13 minutes
DigitalOcean Kubernetes Challenge 2021 - Challenge Complete!
Howdy, here we are with my follow up post on the DigitalOcean Kubernetes Challenge 2021, in which I’ll be creating a Kubernetes cluster on DigitalOcean and then deploying Falco to it. I’ll be using Terraform (TF) to do as much as possible because Infrastructure as Code is my jam.
First steps
I created a repository on GitHub to hold the relevant code, if you go look now you should see the completed project. Noice.
Accepting the challenge and signing up for a DigitalOcean (DO) account was pretty simple. There’s a little asterisk on the billing dashboard mentioning that it’s updated daily, so don’t be surprised when applying coupons and not seeing the Remaining account credits
field update. Despite the warning, I found this a little disappointing. I got the message saying the credits were applied, so, why can’t the dashboard reflect that?
As is pretty standard for me these days, one of the first things I did was add a vscode devcontainer configuration so that I have a nice portable contained1 environment for working in. I can’t tell you how nice I find being able to move from one computer to another, pull the repo and basically be ready to go. That said, it’s actually a bit overkill for this project because I only actually needed the terraform binary. You’ll see why soon.
Finally, I took a bit of a peek at the TF documentation for the DO provider. I saw the provider needs an API token to be able to interact with DO on my behalf, which makes total sense, so I created a Personal Access Token
called do-k8s-2021
from the API page. I’m only using the token with this project, so I can confidently delete it in future and know what will be impacted. Anyway, I copied down the token temporarily as it’s only shown once.
To make things a little more interesting, I decided to use Terraform Cloud (TFC) for the first time2. This involved creating a new workspace named do-k8s-2021
to keep things consistent, and selected the CLI-driven workflow
option. I was provided with instructions and sample TF code to get started, and everything just worked3. You might be asking why, at this point.
Well, I’m glad you asked.
- It’s something that I wanted to learn more about and get practical experience using.
- It makes development even more portable.
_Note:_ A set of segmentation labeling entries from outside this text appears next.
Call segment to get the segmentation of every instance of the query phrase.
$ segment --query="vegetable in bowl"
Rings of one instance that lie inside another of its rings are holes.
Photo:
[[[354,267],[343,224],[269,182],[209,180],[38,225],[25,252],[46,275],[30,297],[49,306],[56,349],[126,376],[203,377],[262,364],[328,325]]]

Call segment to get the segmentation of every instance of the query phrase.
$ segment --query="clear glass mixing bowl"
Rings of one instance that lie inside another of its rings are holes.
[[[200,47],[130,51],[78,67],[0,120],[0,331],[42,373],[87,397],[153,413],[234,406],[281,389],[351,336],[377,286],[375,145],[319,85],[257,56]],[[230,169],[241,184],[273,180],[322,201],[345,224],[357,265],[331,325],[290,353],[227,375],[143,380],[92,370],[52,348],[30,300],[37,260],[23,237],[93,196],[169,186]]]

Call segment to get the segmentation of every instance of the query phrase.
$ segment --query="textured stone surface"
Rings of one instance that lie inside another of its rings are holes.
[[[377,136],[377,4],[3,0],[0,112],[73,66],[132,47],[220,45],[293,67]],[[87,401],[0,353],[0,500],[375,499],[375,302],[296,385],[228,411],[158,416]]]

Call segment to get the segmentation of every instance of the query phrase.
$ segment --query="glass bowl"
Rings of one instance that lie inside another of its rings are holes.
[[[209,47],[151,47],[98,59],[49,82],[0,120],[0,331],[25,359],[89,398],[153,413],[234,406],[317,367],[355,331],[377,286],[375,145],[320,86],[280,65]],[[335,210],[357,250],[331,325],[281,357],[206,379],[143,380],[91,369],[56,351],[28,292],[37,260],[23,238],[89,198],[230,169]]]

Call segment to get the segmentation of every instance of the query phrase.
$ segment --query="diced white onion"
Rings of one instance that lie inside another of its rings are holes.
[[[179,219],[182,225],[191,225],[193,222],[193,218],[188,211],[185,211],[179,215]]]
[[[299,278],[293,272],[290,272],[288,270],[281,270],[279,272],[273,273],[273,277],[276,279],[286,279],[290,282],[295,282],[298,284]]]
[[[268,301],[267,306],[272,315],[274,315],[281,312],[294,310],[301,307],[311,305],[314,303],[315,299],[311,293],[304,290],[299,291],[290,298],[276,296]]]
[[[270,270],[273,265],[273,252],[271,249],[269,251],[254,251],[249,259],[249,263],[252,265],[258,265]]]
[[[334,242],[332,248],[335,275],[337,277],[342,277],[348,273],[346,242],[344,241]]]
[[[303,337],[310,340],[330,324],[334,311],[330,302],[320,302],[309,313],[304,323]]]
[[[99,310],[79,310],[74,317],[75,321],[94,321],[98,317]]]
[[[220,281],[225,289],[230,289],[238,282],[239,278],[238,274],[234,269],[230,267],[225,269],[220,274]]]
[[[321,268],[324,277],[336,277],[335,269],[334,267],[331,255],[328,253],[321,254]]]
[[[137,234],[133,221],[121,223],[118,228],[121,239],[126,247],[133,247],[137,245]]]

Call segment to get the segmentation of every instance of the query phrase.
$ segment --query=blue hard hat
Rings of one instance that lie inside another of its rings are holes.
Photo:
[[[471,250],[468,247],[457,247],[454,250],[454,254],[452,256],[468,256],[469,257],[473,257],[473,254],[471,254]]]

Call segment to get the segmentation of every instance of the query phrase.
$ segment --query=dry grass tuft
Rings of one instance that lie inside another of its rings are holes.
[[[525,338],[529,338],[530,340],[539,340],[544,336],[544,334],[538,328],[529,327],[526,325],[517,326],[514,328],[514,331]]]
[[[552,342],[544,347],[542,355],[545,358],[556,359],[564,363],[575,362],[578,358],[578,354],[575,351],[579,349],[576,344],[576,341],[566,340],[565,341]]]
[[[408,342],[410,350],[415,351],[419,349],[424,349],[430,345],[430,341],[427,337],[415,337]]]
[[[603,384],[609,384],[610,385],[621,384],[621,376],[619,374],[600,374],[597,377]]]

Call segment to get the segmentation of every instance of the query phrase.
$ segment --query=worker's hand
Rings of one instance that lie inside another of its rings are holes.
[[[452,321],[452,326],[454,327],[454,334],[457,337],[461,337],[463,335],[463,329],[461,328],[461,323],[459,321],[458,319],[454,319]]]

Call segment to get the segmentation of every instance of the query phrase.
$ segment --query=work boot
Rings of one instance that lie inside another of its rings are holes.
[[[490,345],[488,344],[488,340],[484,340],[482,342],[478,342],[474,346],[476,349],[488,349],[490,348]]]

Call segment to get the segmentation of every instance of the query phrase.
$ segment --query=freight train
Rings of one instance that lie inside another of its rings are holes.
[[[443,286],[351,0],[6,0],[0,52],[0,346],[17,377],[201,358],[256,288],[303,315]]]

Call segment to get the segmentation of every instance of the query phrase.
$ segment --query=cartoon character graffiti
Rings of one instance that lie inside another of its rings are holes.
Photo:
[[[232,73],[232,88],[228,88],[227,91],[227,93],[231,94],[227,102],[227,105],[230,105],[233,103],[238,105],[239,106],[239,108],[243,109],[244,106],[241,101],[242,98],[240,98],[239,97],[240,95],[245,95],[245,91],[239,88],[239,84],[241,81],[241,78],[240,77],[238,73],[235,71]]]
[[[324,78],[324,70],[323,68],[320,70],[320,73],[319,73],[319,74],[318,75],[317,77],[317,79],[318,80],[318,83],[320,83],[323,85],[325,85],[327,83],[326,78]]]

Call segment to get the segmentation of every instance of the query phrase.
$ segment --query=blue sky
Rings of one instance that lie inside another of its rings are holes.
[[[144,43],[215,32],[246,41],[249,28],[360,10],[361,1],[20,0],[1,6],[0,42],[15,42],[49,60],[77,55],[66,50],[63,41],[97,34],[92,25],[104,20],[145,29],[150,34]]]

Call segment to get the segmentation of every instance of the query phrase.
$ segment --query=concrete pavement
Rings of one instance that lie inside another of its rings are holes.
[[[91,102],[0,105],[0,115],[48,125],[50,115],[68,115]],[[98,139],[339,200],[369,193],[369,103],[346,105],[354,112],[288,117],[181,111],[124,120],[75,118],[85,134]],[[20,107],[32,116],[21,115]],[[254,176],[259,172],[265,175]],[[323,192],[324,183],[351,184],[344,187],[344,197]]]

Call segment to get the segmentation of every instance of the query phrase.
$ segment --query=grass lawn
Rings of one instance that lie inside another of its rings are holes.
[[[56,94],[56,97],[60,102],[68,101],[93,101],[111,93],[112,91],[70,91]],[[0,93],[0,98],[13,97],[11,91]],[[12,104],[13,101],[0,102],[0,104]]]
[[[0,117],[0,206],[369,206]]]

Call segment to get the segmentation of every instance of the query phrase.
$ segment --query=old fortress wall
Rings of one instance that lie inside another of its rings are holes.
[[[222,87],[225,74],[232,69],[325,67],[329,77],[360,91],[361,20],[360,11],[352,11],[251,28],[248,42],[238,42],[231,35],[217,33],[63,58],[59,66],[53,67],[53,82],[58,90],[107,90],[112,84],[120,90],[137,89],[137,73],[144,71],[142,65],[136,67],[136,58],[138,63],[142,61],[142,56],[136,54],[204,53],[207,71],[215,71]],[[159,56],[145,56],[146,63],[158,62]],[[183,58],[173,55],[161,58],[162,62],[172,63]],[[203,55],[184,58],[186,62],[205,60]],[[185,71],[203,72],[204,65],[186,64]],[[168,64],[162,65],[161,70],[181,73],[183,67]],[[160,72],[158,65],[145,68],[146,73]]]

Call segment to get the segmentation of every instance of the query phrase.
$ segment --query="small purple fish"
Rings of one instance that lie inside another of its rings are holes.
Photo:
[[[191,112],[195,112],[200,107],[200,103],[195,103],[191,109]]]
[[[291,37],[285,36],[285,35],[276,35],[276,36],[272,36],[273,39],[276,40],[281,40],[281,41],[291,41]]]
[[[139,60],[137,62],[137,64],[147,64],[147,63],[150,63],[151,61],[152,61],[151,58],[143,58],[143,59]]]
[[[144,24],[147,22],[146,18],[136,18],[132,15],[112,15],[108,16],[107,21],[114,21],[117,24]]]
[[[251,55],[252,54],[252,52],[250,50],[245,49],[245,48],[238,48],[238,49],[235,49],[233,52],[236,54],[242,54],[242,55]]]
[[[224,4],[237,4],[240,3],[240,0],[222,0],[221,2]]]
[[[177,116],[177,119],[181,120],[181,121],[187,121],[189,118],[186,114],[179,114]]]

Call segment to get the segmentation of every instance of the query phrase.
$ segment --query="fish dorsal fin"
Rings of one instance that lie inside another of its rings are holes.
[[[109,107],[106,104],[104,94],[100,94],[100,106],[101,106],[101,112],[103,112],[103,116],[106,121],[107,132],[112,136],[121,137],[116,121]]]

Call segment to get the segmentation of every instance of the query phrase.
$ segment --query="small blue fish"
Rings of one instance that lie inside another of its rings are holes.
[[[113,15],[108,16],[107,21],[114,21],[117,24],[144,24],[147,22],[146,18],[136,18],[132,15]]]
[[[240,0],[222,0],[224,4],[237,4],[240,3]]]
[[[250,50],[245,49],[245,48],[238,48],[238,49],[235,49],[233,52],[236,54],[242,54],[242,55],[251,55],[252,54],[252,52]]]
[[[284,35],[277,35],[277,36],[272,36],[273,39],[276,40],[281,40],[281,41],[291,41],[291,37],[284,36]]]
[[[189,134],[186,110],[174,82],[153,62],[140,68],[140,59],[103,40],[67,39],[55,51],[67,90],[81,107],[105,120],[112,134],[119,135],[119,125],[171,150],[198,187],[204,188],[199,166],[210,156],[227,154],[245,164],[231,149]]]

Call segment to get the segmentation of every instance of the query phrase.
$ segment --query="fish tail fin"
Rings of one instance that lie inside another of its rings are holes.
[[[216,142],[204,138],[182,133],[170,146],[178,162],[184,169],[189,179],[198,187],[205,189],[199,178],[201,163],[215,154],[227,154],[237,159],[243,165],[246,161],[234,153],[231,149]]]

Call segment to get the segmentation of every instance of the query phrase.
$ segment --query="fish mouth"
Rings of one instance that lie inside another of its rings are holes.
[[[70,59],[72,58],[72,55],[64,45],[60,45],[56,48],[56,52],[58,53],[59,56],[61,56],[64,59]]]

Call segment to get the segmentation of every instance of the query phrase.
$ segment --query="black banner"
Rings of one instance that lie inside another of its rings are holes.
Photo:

- Sure, I could store the terraform state in the repo using the local backend, but this is a public project so anyone could see it4, and I feel like it’s a bad practice anyway. The solution? Use a remote state backend.
- Generally I’m using AWS, so I use S3 and DynamoDB for state and state-locking respectively, but this project isn’t on AWS. It’s on DigitalOcean. What to do? 🤔
- Terraform Cloud provides remote state for free. Even better, I can securely store the DO token here as well. That means I don’t have to worry about how to distribute the token between development machines. Noice.
DigitalOcean
So, what did I have at this point?
- A DO account
- A TFC account and workspace, configured with my DO
Personal Access Token
exported as a sensitiveWorkspace variable
calledDIGITALOCEAN_TOKEN
- A nearly empty
main.tf
First things first, I needed to set up the DO provider in TF so I updated the main.tf
.
# main.tf
terraform {
backend "remote" {
organization = "ljones"
workspaces {
name = "do-k8s-2021"
}
}
required_providers {
digitalocean = {
source = "digitalocean/digitalocean"
version = "~> 2.16.0"
}
}
}
provider "digitalocean" {}
The ~>
means that the DO provider can update to any 2.16.x
version. Side node, it’s important to run terraform init
after updating providers so that new providers are downloaded (if running locally) and the .terraform.lock.hcl
file is created. The TL;DR is that this file keeps helps keep things consistent, and it should be committed to version control with the rest of the code.
Before I went slapping more TF code in there, I had a look around the DO console. Featured quite prominently was first-project
. Huh, indeed. What’s that?
Projects let you organize your DigitalOcean resources (like Droplets, Spaces, and load balancers) into groups that fit the way you work. You can create projects that align with the applications, environments, and clients that you host on DigitalOcean.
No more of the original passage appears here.